Rick: I know you're a local boy (Glen Ellyn). Who were some of your radio heroes growing up?
Ken: I was a big Larry Lujack fan early on, especially Animal Stories. I also listened to a lot of WGN, Cubs games and Wally Phillips and Bob Collins. Then it was Steve Dahl (and Garry), I still like Steve, he's still great, Garry too. I met Steve once and he said he knew me from my work at XRT and said I did a great job, that meant a lot to me. I was hoping that brief Steve/Garry reunion a few years ago was going to be permanent but at least they are on better terms now, it was sad when they weren't speaking to each other.
On the rock radio side, I used to listen to The Loop and WMET, so I liked Stroud, Skafish and those guys. I was heartbroken when WMET went off the air, so my uncle turned me on to WXRT and I was hooked. Then, all the old XRT jocks became my heroes, I wanted to be one of them someday. (Photo: Ken with Johnny Mars, Marty Lennartz, and Lin Brehmer.) The joke and reality is, all those people are still at XRT, so I work with all my old heroes, then my old favorite at the Loop, Bobby Skafish came aboard for awhile. I am proud to call all of them friends and colleagues.
Rick: Talk about finally breaking into your home town radio market. I know you started out at The Bear, which was an alternative rock station at the time, after you did a hot A/C show in Iowa. What was that experience like?

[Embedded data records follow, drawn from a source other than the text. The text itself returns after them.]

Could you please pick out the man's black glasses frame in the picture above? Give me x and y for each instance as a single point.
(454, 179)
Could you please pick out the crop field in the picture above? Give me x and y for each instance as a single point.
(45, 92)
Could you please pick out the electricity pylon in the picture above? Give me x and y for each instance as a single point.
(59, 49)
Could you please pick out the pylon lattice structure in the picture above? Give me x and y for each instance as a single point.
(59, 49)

Ken: Doing Hot A/C was fun but definitely not what I wanted to do for a living. I know and respect people who can do any format because they love radio first and music is secondary but that's not me. The Bear was an amazing opportunity for me, I was doing afternoon drive in (Suburban) Chicago at age 22. I learned a lot. I did interviews every day, one day it was an author, the next a comedian and the next a musician or band, sometimes more than one in a day. Some amazing interview subjects too: Frank Black, Chris Mars (former Replacements drummer), Widespread Panic played an hour of live material three feet in front of me and didn't want to leave. I also interviewed The Straight Dope's Cecil Adams and Studs Terkel. Good times. Then I got fired at the Bear on a Friday and that Monday I had an interview with Norm at WXRT and was employed at my dream station. It felt good to pick up my last paycheck at The Bear wearing an XRT shirt. WXRT has been great. I've fielded countless calls on the request line from old acquaintances and classmates, which is great. That's why I use my real name, it's great to re-connect with people. I do miss the interviews though, that's probably the one regret I have about working overnights, no in-studio guests (Photo: Ken with Cheap Trick).
Rick: If you could chart your dream career course, where do you go from here?
Ken: Well, we all know about the dearth of full-time openings at XRT but that would be the ideal, to have a full-time, prime time shift at XRT. Or on the Shadow side if something managerial came up, that would be a great road to explore. If there was a radio-related role for me that didn't involve putting 100 miles a day on my car and gave me more time to spend with my family, that would be the dream career course.